Saturday, January 13, 2018

Proxmox postmortem

A list of failures:

  • No reliable monitoring of server, and equipment.
  • Using an USB drive as main primary drive.
  • Not backing up said USB drive.
  • Not backing up said drive when disk symptoms occurred. (I/O issues were a hint that disk failures are imminent.)
  • Not having automated deployment process.
  • Having data behind (possibly?) a single point of failure. If recovery of data is possible, will have to be postponed for a while.

Last week, I noticed that my basement server was down. I attempted to reboot to no avail. Plugging in a monitor, I noticed that the boot up disk had issues. By chance, I plugged in the USB disk into another slot, and the server booted up the OS with the proper output.

Mission accomplished. /s

I was (innocently) happy at the easy resolution, and went to my basement computer to kick off some patches on the server, and encountered my disk encryption prompt. [1]

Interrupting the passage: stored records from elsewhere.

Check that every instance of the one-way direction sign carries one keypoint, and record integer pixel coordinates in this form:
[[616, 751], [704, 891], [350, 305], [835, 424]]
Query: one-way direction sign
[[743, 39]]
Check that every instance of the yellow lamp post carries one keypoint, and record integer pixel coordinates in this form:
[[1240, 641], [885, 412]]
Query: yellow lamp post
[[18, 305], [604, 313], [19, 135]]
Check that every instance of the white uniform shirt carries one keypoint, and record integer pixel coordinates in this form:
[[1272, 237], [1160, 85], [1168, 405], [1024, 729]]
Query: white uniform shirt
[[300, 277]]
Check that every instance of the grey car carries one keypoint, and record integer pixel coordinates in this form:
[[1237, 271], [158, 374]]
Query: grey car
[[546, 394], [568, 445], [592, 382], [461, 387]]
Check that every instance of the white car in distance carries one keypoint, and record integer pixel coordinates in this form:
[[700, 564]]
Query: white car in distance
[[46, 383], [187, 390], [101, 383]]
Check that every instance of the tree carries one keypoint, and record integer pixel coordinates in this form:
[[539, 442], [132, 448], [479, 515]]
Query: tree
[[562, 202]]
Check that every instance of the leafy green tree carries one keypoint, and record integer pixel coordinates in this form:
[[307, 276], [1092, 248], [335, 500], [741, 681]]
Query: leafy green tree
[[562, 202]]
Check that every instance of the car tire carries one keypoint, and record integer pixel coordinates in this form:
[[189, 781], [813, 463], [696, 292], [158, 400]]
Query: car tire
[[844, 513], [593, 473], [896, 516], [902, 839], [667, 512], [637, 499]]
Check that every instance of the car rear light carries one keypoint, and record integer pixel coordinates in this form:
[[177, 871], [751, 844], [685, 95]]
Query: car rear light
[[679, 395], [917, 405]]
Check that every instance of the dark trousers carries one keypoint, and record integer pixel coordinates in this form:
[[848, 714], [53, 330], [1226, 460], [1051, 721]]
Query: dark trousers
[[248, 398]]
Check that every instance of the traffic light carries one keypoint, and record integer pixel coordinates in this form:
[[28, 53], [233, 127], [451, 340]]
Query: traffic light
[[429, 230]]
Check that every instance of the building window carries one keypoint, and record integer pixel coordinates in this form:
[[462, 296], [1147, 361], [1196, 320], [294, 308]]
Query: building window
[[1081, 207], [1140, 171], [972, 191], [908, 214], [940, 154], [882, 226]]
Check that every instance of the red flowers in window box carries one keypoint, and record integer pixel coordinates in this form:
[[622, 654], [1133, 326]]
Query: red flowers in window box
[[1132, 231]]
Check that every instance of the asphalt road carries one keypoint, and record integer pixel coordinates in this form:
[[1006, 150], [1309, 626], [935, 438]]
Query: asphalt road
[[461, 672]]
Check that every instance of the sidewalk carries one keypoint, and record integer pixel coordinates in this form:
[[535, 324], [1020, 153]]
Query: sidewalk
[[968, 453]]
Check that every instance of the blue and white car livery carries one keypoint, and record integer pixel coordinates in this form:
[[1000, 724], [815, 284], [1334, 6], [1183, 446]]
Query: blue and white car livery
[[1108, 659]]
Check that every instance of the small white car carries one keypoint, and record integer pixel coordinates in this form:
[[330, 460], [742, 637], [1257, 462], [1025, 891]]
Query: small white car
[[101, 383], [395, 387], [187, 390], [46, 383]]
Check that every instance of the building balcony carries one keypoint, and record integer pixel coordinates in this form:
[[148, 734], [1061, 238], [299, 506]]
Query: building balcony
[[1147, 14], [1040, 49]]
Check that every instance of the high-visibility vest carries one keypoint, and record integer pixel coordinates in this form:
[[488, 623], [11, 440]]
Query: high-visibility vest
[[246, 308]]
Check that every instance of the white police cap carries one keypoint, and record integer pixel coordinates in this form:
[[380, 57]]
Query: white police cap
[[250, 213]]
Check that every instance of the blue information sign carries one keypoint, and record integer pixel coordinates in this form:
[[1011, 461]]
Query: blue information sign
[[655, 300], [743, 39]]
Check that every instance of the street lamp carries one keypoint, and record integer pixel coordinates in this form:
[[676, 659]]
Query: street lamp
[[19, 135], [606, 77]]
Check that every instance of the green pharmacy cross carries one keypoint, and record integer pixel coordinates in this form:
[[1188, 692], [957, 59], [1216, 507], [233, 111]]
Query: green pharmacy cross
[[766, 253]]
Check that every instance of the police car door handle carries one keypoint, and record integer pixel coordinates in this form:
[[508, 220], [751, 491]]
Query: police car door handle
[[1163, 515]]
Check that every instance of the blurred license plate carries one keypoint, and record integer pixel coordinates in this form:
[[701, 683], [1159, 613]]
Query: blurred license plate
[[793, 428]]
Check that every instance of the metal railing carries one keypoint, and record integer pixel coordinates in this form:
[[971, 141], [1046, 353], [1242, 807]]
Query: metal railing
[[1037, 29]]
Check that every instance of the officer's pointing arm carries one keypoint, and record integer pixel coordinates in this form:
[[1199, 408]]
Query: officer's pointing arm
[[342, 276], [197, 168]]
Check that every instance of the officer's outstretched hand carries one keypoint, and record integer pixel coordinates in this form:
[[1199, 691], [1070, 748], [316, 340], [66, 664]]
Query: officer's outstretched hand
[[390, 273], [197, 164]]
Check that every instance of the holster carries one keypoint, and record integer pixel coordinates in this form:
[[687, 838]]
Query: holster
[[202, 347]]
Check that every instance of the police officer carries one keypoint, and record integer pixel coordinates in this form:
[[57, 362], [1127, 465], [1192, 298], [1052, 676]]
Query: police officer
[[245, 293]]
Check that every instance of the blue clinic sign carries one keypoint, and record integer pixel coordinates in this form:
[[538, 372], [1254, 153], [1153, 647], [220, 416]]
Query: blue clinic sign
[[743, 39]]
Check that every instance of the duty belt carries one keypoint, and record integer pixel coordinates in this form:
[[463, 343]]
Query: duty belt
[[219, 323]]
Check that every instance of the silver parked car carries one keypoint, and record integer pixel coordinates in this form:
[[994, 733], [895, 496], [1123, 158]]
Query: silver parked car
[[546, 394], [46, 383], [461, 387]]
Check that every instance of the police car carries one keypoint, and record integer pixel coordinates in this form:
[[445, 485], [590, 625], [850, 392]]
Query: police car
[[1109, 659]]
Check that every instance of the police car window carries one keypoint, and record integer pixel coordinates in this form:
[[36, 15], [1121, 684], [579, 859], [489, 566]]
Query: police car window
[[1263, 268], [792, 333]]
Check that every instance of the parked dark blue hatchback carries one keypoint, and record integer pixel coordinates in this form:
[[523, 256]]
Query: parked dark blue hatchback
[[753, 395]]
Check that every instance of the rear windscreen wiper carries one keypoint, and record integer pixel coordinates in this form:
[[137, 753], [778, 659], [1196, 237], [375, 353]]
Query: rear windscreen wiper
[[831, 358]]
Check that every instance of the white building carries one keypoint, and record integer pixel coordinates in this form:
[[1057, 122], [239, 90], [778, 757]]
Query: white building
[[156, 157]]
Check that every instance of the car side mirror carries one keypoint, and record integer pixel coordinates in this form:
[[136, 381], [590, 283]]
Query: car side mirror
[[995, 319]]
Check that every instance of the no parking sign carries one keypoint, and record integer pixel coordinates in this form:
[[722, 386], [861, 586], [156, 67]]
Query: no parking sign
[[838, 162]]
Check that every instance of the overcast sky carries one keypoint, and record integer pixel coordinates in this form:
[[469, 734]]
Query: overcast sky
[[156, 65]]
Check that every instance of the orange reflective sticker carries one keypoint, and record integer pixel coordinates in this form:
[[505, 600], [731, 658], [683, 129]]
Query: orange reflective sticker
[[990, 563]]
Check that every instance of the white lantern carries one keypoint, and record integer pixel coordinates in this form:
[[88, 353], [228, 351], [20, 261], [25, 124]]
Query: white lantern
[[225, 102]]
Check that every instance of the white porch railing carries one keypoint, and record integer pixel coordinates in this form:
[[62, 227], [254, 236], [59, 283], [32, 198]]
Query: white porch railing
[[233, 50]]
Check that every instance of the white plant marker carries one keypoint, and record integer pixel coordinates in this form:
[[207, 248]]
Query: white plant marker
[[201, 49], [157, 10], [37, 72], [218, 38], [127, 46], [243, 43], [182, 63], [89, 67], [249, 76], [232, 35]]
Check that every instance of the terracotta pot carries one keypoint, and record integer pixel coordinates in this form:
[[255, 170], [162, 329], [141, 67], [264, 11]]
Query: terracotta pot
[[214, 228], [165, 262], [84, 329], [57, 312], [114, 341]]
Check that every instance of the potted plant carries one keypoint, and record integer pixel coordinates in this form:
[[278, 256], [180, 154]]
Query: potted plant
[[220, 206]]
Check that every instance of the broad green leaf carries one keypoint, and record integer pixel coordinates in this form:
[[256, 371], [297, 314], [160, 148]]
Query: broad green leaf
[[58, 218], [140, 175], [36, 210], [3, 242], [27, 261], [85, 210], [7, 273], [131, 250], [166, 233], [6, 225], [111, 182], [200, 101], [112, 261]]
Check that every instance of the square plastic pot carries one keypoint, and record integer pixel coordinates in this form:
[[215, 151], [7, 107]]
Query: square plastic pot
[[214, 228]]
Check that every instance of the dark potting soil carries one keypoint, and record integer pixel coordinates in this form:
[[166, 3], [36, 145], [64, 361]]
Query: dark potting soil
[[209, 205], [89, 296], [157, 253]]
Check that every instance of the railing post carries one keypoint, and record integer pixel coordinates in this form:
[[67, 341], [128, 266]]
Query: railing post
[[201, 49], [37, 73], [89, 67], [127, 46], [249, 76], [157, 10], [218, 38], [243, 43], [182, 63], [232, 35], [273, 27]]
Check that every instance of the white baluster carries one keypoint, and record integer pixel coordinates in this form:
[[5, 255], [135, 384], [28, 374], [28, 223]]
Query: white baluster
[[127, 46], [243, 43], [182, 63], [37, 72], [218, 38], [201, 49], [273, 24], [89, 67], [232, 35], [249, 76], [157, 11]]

After logging into my client computer, I SSH'd to my server and manually kicked off an update. The update ran for a while, and ended up with the disk in a read only state. At this point, I was likely screwed regardless, and won't go into further details. (as I don't know how to migrate good partitions onto a new bootable disk; though it seems to be a worthwhile endeavor)

There are a few problems, including not having backups of my primary disk. A better approach would have been automating the full deployment process. There was no version control in any step of the image deployment, and installation processes. 

These issues will be corrected in the near future.